Add runtime module to enable concurrent load of manifest files. #124

liurenjie1024 · 2023-12-19T02:03:55Z

Currently we implement manifest loading in a sequential approach, e.g. load them one by one. We should add load them concurrently. This requires submitting tasks to rust async runtime, and we should be careful to runtime agnostic.

odysa · 2024-02-02T03:33:14Z

Hi, is this what you refer to? Can you plz explain more about "careful to runtime agnostic"? Is there anything we need to be careful when implementing concurrent scanning?

iceberg-rust/crates/iceberg/src/scan.rs

Lines 140 to 145 in 9768b0e

    
           let mut file_scan_tasks = Vec::with_capacity(manifest_list.entries().len()); 
        
           for manifest_list_entry in manifest_list.entries().iter() { 
        
               // Data file 
        
               let manifest = manifest_list_entry.load_manifest(&self.file_io).await?; 
        
               for manifest_entry in manifest.entries().iter().filter(|e| e.is_alive()) {

liurenjie1024 · 2024-02-02T05:57:54Z

Hi, is this what you refer to?

Yes, exactly.

Can you plz explain more about "careful to runtime agnostic"? Is there anything we need to be careful when implementing concurrent scanning?

I mean we may need an extra layer for task scheduling, so that we can be adopted to any async runtime such as tokio, async-std.

odysa · 2024-02-02T17:02:32Z

I mean we may need an extra layer for task scheduling, so that we can be adopted to any async runtime such as tokio, async-std.

Do you want users to choose their own runtime like sqlx?
They are building an abstraction layer(Runtime) so sqlx can run on many blocking/non-blocking runtime.

# tokio (no TLS)
sqlx = { version = "0.7", features = [ "runtime-tokio" ] }
# async-std (no TLS)
sqlx = { version = "0.7", features = [ "runtime-async-std" ] }

I am interested in this feature, but it will take some time for me to draft a design.

odysa · 2024-02-02T20:45:12Z

Do you want users to choose their own runtime like sqlx?
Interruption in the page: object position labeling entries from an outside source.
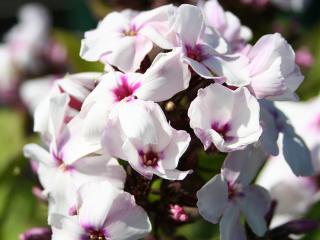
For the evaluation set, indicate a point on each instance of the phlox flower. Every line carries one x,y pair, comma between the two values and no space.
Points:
228,119
123,39
203,49
227,24
166,77
272,69
146,141
59,171
103,213
229,194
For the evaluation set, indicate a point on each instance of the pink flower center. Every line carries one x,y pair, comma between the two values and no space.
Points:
131,32
222,130
125,90
195,53
177,213
94,235
59,162
234,191
149,159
They are building an abstraction layer(Runtime) so sqlx can run on many blocking/non-blocking runtime.

Follow up on this. The sqlx uses a relatively simple solution. For example, the spawn function.
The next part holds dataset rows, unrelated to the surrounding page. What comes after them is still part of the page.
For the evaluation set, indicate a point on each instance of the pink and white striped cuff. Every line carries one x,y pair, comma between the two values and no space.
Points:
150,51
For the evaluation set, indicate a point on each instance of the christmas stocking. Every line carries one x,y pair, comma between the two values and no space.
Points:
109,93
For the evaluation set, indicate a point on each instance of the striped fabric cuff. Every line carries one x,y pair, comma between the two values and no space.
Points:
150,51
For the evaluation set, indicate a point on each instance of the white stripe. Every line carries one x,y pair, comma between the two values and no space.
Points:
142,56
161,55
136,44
https://github.com/launchbadge/sqlx/blob/84d576004c93a32133688426eacb50434bb5c5f0/sqlx-core/src/rt/mod.rs#L66-L74

liurenjie1024 · 2024-02-03T02:15:35Z

Do you want users to choose their own runtime like sqlx?

Yes, exactly. I don't think we should bind to some specific runtime.

Follow up on this. The sqlx uses a relatively simple solution.

I agree that we may need to think about it carefully, sqlx's solution can only use current runtime.

I am interested in this feature, but it will take some time for me to draft a design.

Yeah, welcome to contribute, we can work together on this.

marvinlanhenke · 2024-04-30T13:39:27Z

@odysa
Just to follow up on this, any progress regarding some design ideas?

@liurenjie1024
Do we have any reference implementation where we can get "inspired" on how things could be done,
or do you have a particular design idea already in mind?

Is this something we should track in #348 perhaps for the v.0.4.0 release?

liurenjie1024 · 2024-05-01T07:20:35Z

It's already tracked here: #123

marvinlanhenke · 2024-05-02T04:28:05Z

in order to verify my understanding and possibly kick of a design discussion, we could follow the approach of sqlx:

have a runtime.rs
- to define a Runtime trait
- based on a feature-flag import / re-export the implementors of that trait
have a /runtime module with specific runtime implementations
- that implement the Runtime trait

For our particular use-case (loading manifest / or DataFiles on multiple threads) we could e.g. wrap tokio::spawn with our runtime and we're good to go? Then the Runtime trait would evolve to support more "use-cases"?

liurenjie1024 · 2024-05-02T13:23:18Z

Maybe currently we don't need a Runtime trait? From what we have learned, we currently need two methods:

spawn
block_on

I think the method here already provided a good example of what we need. Allowing user to specify Runtime for task scheduling could be treated as an advanced feature.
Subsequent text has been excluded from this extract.